California Wildfire Prediction: Machine Learning

Introduction

Beat the Heat is a project aimed at leveraging machine learning (ML) to fight wild fires in California. More specifically, data on conditions influential to fires were taken from raw sattelite images along with fire record data to train ML models to determine whether a fire was likely to take place given a set of conditions. These conditions include plant health, temperature of the surface of the earth, and a fire detecting factor called thermal anomalies, and were matched against the fire record to train our models of what senarios are likey to result in fires. A number of ML models were used on different combinations of the data, with the most noteworthy accuracy results being 93% and 86% with support vector machine and k-nearest neighbor models, respectively. For a more detailed description with diagrams, please go to the design page or read the full paper here.

SVM, LR, GNB, KNN Demo

NN Demo

Technology

Results

California Fire Prediction (All of California)

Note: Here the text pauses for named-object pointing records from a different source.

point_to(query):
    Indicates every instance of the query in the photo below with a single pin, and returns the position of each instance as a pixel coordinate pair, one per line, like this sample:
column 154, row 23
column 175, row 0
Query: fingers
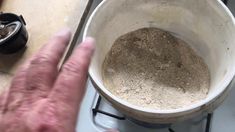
column 70, row 84
column 43, row 69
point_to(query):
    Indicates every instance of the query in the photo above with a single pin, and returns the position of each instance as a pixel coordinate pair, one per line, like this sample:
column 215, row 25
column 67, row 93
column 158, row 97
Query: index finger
column 70, row 84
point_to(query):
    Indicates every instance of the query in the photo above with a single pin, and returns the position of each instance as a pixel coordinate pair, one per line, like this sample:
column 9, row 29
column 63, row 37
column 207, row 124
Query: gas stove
column 97, row 115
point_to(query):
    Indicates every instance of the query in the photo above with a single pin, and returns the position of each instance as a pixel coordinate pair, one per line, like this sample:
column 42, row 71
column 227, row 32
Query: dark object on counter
column 13, row 34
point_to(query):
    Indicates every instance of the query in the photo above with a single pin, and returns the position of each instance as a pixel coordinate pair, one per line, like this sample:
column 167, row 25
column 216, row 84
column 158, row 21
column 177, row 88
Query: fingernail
column 64, row 32
column 89, row 40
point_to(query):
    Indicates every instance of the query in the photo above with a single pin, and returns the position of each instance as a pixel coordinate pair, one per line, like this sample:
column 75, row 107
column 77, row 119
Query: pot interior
column 204, row 24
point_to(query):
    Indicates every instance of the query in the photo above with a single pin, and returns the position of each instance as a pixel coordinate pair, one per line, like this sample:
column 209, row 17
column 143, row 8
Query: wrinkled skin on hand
column 43, row 99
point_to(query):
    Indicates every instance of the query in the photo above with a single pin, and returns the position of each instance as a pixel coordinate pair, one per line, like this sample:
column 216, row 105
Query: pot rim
column 186, row 109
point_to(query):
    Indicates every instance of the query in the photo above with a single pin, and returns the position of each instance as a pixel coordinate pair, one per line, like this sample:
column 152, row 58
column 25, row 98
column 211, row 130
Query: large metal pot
column 207, row 25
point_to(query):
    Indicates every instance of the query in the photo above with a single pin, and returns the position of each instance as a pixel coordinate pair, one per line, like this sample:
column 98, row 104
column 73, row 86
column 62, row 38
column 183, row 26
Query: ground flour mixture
column 151, row 68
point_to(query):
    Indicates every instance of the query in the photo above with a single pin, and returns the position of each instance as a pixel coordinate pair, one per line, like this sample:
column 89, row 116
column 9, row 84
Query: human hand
column 43, row 99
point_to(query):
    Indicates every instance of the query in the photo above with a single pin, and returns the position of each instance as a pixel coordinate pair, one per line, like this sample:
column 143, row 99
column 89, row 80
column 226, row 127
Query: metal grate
column 96, row 110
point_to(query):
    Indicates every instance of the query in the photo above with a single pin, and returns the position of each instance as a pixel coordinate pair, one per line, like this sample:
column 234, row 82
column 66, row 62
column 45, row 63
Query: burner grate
column 96, row 110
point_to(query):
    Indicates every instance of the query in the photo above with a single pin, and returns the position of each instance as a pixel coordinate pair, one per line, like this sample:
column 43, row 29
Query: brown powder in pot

Fig 1: Accuracy scores with California values (no counties)

Figure 1 shows the results of the different machine learning models we have used to analysis the fire conditions across all of California. As shown in the table above, the Support Vector Machine (SVM) had the highest accuracy score of 93% in predicting wildfires in California. In order to increase the practicality of this project, the dataset inputs were broken down further into counties. This meant the models would attempt to predict fires in certain counties rather than what conditions were likely to cause fires in California, as the original experiment modeled.

California Fire Prediction (California Counties)

Fig 2: Accuracy scores with California counties

Figure 2 shows the result of all models applied on the data of 44 counties CA that had fires in the past two years. Even though this result is very high accuracy score but it might be too biased due to the imbalance class in the data. There were 1370 Fires and 41,028 No_Fires. The ratio is approximately 1:30 and is considered a severe imbalance. This imbalance could lead the model to predict on only No_Fire most of the time.